Experimental and computational journey on transition-metal-catalyzed CH functionalization with fluorinated π-systems

Abstract

Transition-metal-catalyzed direct CH functionalization utilizing unsaturated hydrocarbons have been established as a robust strategy to increase molecular complexity without the need of substrate prefunctionalization. Especially, the CH functionalization mode involving several innovative fluorinated π-systems, including difluorinated alkynes, cyclopropenes as well as allenes, has been intensively investigated in recent years, which not only enriches the new connotation of this hot topic but also opens up a new field of vision on how to promote organic integration of transition-metal-catalyzed CH functionalization with fluorine chemistry, even with pharmaceutical science. Induced by their inherently distinctive fluorine effects, these fluorine-functionalized π-compounds have efficiently expanded the scope of the CH functionalization reactions by introducing enhanced chemoselectivity, regioselectivity and stereoselectivity, which greatly enriches the connotation of CH activation chemistry, and ultimately, promoting the development of organic chemistry. In this review, we provide a comprehensive summary of the latest progress in transition-metal-catalyzed CH functionalization with recently developed fluorinated π-systems since 2017, with particular focus on a rational analysis on reaction development and the elucidation of their mechanisms revealed by integrating computational investigation with experimental data.
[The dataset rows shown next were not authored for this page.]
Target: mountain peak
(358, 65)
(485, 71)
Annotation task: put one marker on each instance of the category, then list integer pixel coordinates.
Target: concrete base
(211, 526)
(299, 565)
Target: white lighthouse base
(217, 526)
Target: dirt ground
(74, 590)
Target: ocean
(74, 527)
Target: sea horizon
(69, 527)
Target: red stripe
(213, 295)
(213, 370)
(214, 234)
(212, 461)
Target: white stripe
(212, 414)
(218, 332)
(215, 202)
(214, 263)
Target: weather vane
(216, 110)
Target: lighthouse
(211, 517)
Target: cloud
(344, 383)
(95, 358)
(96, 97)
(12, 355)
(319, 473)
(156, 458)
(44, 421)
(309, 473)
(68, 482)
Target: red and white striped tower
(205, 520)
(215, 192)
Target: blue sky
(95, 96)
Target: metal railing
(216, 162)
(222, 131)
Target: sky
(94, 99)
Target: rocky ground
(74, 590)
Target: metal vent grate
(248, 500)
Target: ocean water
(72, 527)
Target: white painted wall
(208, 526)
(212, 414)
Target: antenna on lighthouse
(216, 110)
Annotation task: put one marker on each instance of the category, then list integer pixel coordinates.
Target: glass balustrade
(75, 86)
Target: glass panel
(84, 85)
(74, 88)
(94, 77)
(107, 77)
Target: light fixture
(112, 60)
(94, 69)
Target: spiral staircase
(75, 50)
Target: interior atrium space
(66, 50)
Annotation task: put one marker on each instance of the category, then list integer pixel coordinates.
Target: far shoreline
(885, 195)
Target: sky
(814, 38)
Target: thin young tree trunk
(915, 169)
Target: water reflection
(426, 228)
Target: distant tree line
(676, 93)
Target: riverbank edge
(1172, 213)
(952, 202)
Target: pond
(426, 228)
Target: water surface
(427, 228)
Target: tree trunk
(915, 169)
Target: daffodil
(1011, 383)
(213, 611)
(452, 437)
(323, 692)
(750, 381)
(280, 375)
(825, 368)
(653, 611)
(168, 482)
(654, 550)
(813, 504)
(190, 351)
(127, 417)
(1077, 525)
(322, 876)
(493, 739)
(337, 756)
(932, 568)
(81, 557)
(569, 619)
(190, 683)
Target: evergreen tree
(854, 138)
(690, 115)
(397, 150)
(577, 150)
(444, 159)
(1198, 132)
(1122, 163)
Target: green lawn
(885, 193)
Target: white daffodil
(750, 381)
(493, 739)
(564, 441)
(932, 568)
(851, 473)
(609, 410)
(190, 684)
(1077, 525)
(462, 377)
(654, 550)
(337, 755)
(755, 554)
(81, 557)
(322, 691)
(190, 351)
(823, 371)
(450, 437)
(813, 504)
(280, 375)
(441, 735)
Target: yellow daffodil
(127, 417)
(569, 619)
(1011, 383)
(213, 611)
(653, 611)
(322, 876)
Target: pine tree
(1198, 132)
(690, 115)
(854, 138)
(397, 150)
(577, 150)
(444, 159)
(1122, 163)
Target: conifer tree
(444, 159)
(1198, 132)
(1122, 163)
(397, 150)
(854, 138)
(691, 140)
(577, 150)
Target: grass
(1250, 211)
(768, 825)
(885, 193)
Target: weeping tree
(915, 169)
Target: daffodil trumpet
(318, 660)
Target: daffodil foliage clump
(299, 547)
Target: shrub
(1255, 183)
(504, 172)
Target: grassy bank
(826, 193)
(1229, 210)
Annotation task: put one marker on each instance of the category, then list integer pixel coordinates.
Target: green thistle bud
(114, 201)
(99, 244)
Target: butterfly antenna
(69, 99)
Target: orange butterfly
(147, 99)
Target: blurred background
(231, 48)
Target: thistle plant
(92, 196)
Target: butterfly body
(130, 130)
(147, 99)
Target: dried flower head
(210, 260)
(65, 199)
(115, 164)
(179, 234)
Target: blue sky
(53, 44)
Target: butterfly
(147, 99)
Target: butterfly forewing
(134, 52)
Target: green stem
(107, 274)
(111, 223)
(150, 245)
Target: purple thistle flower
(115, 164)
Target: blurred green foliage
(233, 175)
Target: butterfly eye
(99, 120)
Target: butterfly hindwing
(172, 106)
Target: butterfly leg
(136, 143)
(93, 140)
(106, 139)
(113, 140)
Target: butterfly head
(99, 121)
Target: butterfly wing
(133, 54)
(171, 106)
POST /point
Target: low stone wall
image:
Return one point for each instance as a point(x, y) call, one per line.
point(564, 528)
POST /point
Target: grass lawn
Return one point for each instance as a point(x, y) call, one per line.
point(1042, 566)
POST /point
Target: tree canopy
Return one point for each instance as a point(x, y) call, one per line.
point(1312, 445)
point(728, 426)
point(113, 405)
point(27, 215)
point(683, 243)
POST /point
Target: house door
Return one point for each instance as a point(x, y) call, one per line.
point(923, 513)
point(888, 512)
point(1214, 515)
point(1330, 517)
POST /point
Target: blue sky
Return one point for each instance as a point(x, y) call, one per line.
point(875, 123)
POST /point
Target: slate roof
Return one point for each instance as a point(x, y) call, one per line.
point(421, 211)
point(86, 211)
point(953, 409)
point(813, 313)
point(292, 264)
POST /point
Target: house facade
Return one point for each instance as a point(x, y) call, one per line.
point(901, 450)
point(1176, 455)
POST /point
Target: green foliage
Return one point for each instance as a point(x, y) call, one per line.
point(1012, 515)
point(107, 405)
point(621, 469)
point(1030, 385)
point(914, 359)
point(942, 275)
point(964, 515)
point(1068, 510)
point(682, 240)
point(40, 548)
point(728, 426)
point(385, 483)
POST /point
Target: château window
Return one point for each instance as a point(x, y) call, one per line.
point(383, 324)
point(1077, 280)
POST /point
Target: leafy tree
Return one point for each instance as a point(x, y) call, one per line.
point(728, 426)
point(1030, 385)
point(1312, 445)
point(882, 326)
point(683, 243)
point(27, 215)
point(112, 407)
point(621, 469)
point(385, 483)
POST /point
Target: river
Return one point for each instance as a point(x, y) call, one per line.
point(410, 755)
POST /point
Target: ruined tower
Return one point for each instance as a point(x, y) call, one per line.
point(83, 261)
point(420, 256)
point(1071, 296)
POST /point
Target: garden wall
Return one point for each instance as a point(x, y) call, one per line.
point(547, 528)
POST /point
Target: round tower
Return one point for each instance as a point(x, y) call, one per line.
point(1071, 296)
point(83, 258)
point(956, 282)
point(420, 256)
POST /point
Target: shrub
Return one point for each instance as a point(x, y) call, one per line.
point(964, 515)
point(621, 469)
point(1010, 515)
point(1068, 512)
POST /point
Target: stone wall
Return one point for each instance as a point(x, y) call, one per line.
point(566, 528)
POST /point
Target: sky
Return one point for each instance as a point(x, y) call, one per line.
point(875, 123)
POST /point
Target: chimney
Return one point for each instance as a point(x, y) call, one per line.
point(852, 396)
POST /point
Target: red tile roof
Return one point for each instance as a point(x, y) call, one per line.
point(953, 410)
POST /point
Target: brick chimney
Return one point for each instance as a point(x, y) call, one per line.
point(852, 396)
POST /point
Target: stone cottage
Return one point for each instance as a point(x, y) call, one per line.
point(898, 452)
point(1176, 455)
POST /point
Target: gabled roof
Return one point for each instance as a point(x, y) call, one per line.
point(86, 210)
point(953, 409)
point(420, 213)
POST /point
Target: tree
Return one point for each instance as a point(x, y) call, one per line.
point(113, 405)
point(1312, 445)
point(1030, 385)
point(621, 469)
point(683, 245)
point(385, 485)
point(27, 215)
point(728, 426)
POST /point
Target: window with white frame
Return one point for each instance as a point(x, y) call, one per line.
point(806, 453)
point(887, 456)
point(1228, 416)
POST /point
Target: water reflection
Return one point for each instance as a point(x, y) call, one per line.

Finally, several challenges and future perspectives on this topic are also discussed. We believe that this review can offer a profound insight into the synergistic combination of experimental and theoretical studies for the future design of unexplored CH functionalization reaction modes driven by diverse CH activation substrates and fluorinated π-partners. This, in turn, is expected to spur the discovery and development of innovative reaction paradigms in this field of transition-metal-catalyzed CH activation/functionalization.